Cheesy Hot Cross Buns

Cheesy hot cross buns

Image from BBC GoodFood website

Image from BBC GoodFood website


Why not try a replacement to traditional hot cross buns if you are following a low potassium diet, with this savoury alternative?

Recipe (makes 12)


700g strong bread flour, plus extra 5 tbsp for crosses and dusting

3 x 7g sachets fast-action dried yeast

500ml warm whole milk

140g mature cheddar, grated

5 tbsp grated Parmesan (or vegetarian alternative)

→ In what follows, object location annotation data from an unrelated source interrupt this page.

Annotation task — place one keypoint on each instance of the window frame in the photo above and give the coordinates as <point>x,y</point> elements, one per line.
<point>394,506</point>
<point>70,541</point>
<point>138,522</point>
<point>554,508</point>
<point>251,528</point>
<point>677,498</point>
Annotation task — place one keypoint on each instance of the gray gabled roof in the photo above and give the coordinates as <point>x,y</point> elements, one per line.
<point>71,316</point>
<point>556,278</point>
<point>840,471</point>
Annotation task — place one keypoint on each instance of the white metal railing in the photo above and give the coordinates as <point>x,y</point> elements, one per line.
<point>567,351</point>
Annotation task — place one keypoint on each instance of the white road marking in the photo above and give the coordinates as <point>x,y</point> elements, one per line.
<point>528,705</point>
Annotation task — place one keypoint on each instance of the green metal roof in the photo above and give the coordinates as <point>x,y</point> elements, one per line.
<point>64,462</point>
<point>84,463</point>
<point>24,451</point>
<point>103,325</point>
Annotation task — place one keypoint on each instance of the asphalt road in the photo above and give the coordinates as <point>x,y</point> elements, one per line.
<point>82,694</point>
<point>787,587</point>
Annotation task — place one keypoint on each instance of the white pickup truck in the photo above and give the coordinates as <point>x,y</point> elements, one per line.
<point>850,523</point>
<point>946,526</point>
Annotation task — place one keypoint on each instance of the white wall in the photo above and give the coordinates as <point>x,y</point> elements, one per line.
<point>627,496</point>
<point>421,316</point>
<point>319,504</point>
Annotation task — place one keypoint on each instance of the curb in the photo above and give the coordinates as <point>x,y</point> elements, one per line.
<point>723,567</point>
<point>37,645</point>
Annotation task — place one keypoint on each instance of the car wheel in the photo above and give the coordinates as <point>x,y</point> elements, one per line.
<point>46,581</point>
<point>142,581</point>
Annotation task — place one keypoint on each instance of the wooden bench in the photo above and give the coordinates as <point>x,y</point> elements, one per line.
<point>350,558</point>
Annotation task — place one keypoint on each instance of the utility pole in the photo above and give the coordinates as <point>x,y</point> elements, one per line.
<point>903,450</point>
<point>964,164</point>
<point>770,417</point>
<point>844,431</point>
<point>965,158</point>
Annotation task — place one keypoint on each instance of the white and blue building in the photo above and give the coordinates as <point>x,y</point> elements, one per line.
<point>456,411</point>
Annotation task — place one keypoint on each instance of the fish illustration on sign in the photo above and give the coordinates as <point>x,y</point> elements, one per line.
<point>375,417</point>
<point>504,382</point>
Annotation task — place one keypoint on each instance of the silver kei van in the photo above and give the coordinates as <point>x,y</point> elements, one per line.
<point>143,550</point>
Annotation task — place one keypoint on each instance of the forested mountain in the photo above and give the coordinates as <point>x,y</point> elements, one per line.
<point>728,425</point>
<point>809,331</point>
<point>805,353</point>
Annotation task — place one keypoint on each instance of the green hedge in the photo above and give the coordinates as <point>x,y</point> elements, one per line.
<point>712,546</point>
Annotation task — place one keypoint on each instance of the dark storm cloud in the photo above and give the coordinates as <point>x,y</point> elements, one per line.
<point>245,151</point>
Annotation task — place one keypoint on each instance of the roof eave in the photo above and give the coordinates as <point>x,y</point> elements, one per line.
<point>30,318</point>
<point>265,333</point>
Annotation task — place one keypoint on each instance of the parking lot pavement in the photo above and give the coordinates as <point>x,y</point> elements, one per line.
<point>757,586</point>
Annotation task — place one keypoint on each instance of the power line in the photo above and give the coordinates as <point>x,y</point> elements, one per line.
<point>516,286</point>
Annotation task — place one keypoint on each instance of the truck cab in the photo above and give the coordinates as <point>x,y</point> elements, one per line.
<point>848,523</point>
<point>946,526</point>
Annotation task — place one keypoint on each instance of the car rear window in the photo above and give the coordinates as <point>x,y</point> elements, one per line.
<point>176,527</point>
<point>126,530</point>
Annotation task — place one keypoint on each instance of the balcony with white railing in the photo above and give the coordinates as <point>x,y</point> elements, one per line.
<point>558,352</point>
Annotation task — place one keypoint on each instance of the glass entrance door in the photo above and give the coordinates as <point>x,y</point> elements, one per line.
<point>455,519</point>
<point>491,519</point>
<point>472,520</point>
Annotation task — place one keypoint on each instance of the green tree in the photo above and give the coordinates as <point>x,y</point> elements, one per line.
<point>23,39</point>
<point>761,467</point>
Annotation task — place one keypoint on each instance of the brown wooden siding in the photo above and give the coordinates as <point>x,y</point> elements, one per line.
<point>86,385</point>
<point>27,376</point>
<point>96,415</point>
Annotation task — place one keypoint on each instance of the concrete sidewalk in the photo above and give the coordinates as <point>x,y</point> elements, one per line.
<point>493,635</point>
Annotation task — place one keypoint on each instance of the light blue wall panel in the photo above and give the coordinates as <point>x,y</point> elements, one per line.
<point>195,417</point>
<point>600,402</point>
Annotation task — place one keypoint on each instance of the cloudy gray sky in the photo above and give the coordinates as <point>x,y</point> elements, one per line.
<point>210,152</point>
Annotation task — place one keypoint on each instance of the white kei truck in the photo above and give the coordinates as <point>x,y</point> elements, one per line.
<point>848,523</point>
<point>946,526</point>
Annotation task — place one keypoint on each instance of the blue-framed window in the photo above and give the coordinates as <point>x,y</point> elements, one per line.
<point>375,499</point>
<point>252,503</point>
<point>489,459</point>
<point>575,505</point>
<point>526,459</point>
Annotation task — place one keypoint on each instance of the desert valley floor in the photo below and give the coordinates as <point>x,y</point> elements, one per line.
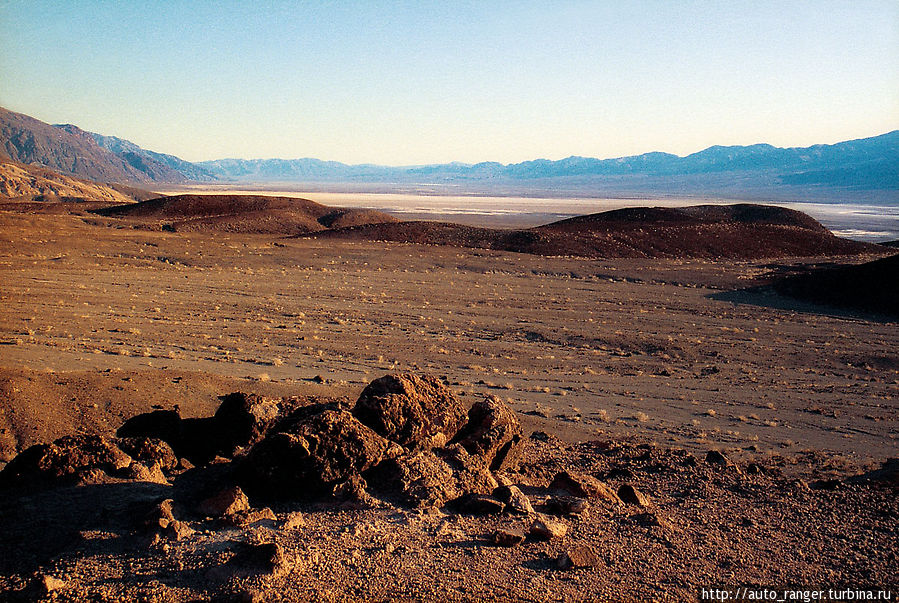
<point>636,358</point>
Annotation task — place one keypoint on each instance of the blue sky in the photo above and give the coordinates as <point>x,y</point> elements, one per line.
<point>425,82</point>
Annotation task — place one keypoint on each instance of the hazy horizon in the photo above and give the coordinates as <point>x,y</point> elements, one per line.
<point>432,83</point>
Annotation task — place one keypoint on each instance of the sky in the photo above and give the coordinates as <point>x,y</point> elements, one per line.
<point>417,82</point>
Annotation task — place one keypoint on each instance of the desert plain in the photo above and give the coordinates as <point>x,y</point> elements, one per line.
<point>620,368</point>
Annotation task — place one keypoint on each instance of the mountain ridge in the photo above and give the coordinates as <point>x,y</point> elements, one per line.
<point>855,166</point>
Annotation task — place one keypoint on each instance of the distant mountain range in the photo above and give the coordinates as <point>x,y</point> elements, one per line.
<point>856,166</point>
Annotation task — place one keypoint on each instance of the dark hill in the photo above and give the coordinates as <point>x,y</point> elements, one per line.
<point>243,213</point>
<point>741,231</point>
<point>870,287</point>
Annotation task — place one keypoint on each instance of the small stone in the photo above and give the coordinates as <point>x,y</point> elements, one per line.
<point>826,484</point>
<point>716,457</point>
<point>142,473</point>
<point>652,520</point>
<point>755,469</point>
<point>632,496</point>
<point>49,584</point>
<point>225,502</point>
<point>508,537</point>
<point>578,557</point>
<point>267,558</point>
<point>566,505</point>
<point>160,516</point>
<point>516,500</point>
<point>178,530</point>
<point>294,520</point>
<point>584,486</point>
<point>479,504</point>
<point>352,492</point>
<point>249,517</point>
<point>546,529</point>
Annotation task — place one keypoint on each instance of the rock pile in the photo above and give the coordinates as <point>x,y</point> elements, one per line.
<point>407,438</point>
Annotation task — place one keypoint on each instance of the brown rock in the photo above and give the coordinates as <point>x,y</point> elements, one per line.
<point>493,432</point>
<point>716,457</point>
<point>470,472</point>
<point>243,419</point>
<point>319,447</point>
<point>478,504</point>
<point>584,486</point>
<point>159,516</point>
<point>66,457</point>
<point>249,517</point>
<point>140,472</point>
<point>352,492</point>
<point>516,501</point>
<point>652,520</point>
<point>547,529</point>
<point>196,439</point>
<point>177,530</point>
<point>266,559</point>
<point>566,505</point>
<point>48,584</point>
<point>632,496</point>
<point>149,451</point>
<point>507,537</point>
<point>293,520</point>
<point>578,557</point>
<point>421,481</point>
<point>164,425</point>
<point>224,502</point>
<point>416,412</point>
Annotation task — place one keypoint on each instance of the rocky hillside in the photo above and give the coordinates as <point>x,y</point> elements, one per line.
<point>22,182</point>
<point>872,286</point>
<point>72,151</point>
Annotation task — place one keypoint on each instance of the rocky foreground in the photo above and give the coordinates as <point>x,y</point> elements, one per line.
<point>406,494</point>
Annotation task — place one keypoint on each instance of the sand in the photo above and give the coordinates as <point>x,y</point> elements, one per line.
<point>103,322</point>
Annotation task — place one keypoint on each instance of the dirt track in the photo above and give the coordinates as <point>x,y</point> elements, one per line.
<point>578,346</point>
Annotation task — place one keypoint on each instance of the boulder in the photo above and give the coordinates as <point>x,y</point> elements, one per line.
<point>159,516</point>
<point>67,457</point>
<point>321,445</point>
<point>251,560</point>
<point>163,425</point>
<point>140,472</point>
<point>566,505</point>
<point>352,493</point>
<point>492,432</point>
<point>578,557</point>
<point>419,481</point>
<point>507,537</point>
<point>249,517</point>
<point>415,412</point>
<point>547,529</point>
<point>149,451</point>
<point>470,472</point>
<point>196,439</point>
<point>629,494</point>
<point>243,419</point>
<point>224,502</point>
<point>478,504</point>
<point>516,501</point>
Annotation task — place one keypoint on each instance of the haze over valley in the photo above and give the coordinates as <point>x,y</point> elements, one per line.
<point>550,301</point>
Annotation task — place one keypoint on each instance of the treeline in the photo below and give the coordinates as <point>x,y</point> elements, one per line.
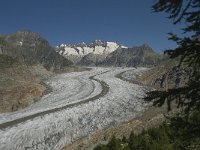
<point>180,133</point>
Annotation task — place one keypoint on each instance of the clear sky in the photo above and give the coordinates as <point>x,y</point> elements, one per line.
<point>130,22</point>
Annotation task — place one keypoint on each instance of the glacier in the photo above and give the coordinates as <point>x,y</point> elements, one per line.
<point>74,115</point>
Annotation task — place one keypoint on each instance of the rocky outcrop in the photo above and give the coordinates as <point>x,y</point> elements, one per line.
<point>19,84</point>
<point>29,48</point>
<point>133,57</point>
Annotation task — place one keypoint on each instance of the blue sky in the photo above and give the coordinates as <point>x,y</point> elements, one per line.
<point>130,22</point>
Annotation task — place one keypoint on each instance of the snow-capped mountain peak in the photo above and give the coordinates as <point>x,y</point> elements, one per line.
<point>82,49</point>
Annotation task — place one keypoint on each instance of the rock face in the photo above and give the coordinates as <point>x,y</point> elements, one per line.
<point>89,54</point>
<point>133,57</point>
<point>29,48</point>
<point>101,53</point>
<point>19,84</point>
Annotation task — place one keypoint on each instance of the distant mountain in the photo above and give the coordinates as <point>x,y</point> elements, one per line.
<point>142,55</point>
<point>103,53</point>
<point>83,53</point>
<point>29,48</point>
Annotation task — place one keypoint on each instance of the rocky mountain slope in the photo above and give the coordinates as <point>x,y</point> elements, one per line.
<point>98,49</point>
<point>133,57</point>
<point>101,53</point>
<point>19,84</point>
<point>25,60</point>
<point>29,48</point>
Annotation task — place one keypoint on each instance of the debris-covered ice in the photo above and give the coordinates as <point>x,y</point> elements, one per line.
<point>53,130</point>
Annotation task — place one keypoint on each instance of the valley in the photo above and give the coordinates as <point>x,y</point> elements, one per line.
<point>80,103</point>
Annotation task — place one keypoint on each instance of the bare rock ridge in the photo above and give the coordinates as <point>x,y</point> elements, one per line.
<point>103,53</point>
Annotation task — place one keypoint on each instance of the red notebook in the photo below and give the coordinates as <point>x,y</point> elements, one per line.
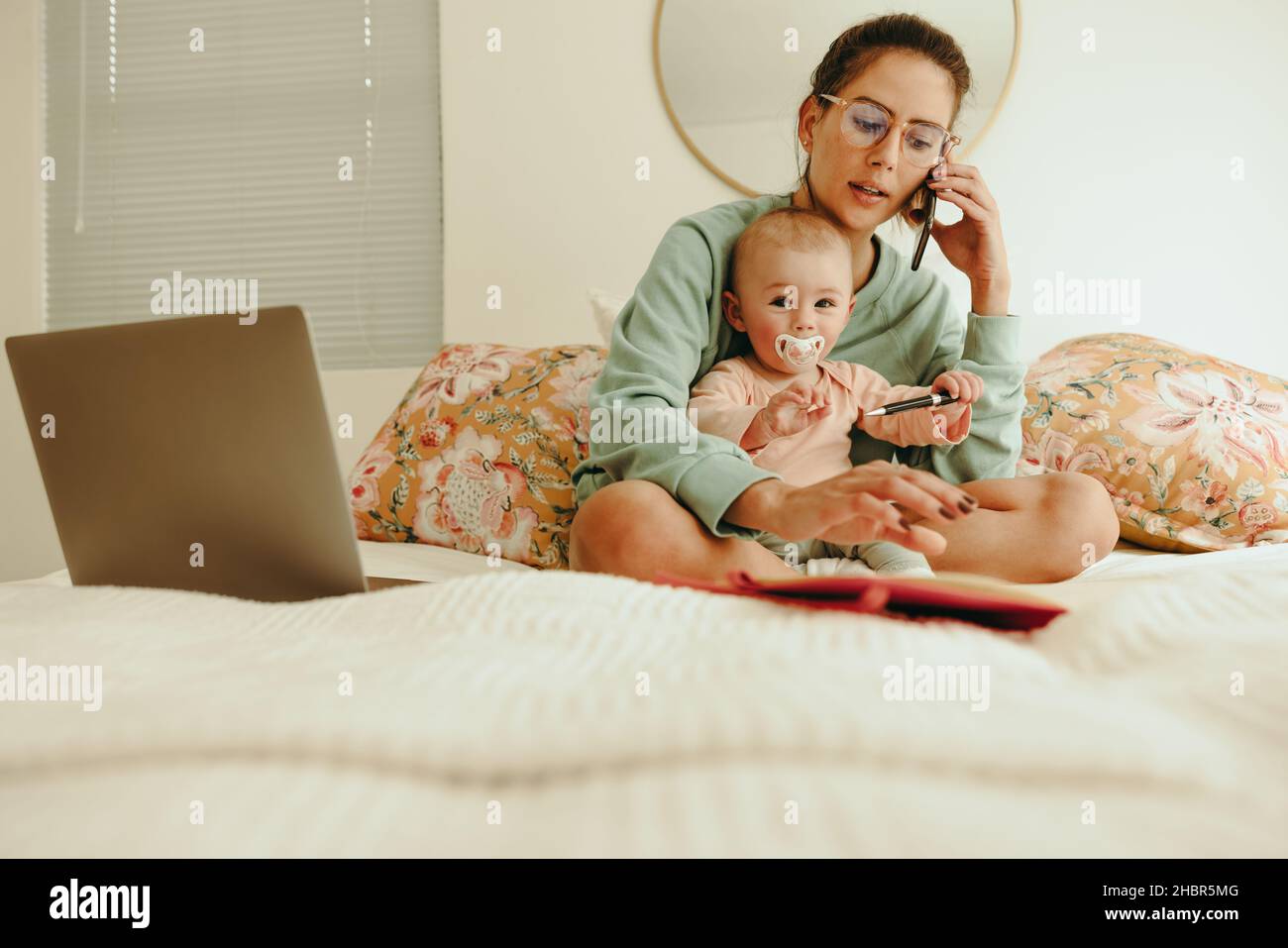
<point>961,596</point>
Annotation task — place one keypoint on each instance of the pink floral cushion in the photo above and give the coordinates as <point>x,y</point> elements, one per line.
<point>478,455</point>
<point>1192,449</point>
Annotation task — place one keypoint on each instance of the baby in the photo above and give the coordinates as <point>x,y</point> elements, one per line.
<point>790,407</point>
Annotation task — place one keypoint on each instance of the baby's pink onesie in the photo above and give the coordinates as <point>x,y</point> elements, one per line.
<point>726,398</point>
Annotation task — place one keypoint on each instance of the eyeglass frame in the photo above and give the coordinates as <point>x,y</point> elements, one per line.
<point>951,140</point>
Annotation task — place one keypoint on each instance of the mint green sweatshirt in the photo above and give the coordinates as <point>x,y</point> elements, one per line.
<point>671,331</point>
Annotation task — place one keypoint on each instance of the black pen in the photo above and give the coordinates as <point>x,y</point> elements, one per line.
<point>930,401</point>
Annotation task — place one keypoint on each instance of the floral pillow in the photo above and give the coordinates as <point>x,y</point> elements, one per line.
<point>1192,449</point>
<point>478,455</point>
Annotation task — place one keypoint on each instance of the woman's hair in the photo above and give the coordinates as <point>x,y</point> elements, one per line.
<point>795,228</point>
<point>854,51</point>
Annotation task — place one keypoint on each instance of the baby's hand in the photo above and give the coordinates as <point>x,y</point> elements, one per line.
<point>802,404</point>
<point>966,385</point>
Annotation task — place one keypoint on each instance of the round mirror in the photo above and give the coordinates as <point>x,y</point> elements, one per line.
<point>733,73</point>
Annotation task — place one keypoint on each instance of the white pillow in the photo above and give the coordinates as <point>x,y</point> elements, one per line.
<point>604,307</point>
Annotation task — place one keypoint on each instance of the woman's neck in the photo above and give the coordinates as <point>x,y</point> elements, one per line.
<point>863,253</point>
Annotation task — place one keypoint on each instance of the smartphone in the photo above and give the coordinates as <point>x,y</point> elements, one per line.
<point>930,219</point>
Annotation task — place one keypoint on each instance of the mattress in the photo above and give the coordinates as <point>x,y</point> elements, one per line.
<point>522,712</point>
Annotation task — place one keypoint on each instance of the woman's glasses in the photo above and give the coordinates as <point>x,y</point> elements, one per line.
<point>866,124</point>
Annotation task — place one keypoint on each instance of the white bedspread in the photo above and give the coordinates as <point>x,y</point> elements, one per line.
<point>507,714</point>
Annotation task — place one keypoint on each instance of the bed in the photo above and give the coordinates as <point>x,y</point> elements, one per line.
<point>522,712</point>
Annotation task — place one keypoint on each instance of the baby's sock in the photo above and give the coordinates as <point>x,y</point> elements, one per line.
<point>892,559</point>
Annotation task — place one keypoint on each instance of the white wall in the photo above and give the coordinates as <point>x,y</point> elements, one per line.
<point>540,146</point>
<point>540,143</point>
<point>29,545</point>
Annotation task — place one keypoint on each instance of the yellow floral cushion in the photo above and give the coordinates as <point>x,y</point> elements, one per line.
<point>1190,447</point>
<point>478,455</point>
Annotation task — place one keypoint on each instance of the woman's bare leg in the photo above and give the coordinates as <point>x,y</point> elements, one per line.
<point>636,528</point>
<point>1041,528</point>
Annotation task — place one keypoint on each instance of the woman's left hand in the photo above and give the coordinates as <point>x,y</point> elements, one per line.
<point>974,244</point>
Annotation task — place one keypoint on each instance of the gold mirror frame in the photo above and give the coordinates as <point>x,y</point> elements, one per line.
<point>738,185</point>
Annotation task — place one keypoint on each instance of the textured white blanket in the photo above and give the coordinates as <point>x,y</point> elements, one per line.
<point>555,714</point>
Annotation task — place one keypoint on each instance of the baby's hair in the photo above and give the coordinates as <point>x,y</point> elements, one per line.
<point>795,228</point>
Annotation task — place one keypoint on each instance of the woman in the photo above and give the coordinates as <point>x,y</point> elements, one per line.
<point>877,95</point>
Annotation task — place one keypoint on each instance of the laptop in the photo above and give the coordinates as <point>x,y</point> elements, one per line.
<point>191,453</point>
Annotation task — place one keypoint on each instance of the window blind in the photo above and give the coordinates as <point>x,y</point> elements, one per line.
<point>294,143</point>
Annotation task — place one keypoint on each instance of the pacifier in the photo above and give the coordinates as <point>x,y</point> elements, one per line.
<point>799,352</point>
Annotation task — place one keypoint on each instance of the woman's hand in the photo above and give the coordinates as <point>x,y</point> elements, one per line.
<point>797,407</point>
<point>854,507</point>
<point>966,386</point>
<point>974,245</point>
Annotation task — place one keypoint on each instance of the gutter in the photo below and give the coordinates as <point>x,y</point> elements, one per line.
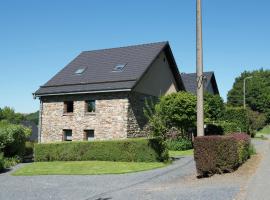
<point>88,92</point>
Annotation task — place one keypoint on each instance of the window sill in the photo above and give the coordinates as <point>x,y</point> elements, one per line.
<point>90,113</point>
<point>68,114</point>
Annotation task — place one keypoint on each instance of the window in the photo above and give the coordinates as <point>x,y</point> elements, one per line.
<point>90,106</point>
<point>119,68</point>
<point>68,107</point>
<point>80,71</point>
<point>67,136</point>
<point>88,135</point>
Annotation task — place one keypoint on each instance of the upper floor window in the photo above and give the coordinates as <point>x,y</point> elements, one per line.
<point>68,106</point>
<point>67,135</point>
<point>90,105</point>
<point>89,135</point>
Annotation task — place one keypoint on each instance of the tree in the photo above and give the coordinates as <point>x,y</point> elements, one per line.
<point>257,91</point>
<point>8,114</point>
<point>215,107</point>
<point>175,110</point>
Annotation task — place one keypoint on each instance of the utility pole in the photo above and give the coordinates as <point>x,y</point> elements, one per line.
<point>199,70</point>
<point>244,90</point>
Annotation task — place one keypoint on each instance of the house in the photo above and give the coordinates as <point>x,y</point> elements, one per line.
<point>34,128</point>
<point>190,82</point>
<point>101,94</point>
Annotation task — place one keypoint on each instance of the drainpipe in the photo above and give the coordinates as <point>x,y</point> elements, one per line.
<point>40,121</point>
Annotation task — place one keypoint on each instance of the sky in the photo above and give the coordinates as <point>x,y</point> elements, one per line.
<point>38,38</point>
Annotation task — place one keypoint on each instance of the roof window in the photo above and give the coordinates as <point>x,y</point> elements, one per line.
<point>119,68</point>
<point>80,71</point>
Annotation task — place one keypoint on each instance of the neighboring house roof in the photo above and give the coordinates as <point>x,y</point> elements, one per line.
<point>98,74</point>
<point>190,82</point>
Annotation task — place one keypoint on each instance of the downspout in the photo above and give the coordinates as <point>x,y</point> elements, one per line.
<point>40,121</point>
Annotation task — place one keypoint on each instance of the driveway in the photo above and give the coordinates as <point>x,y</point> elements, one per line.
<point>177,181</point>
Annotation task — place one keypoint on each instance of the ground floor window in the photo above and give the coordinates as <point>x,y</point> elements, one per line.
<point>67,135</point>
<point>89,135</point>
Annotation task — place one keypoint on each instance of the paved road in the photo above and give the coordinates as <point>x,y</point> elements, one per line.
<point>166,183</point>
<point>177,181</point>
<point>258,186</point>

  1. Mix the flour, yeast and 2 tsp salt in a big bowl. Make a well in the centre and pour in the milk. Mix with a wooden spoon, then your hands, to a soft dough. Knead for 10 mins, then put back in the bowl. Lightly cover with oiled cling film and leave somewhere warm-ish until doubled in size – about 30 minutes.
  2. Tip the dough onto a lightly floured surface and knead in most of the cheese. Dust a large, flat baking sheet with flour. Shape the dough into 12 round buns and arrange on the sheet with a 2-3cm gap between each. Loosely cover with another sheet of lightly oiled cling film and leave to prove until nearly doubled in size.
  3. Heat oven to 200C/180C fan/gas 6. Mix the 5 tbsp flour for the crosses with the Parmesan and 5 tbsp water. Spoon into a disposable piping bag and pipe a line along each row of buns, then repeat in the other direction to make crosses. Scatter with the remaining cheddar and bake for 20-25 mins until golden. To reheat from frozen, warm in a low oven before serving.


If you need to restrict your phosphate intake, remember to include the cheese contained in these buns within your weekly allowance (approximately 12g (1/2 oz) cheese per portion).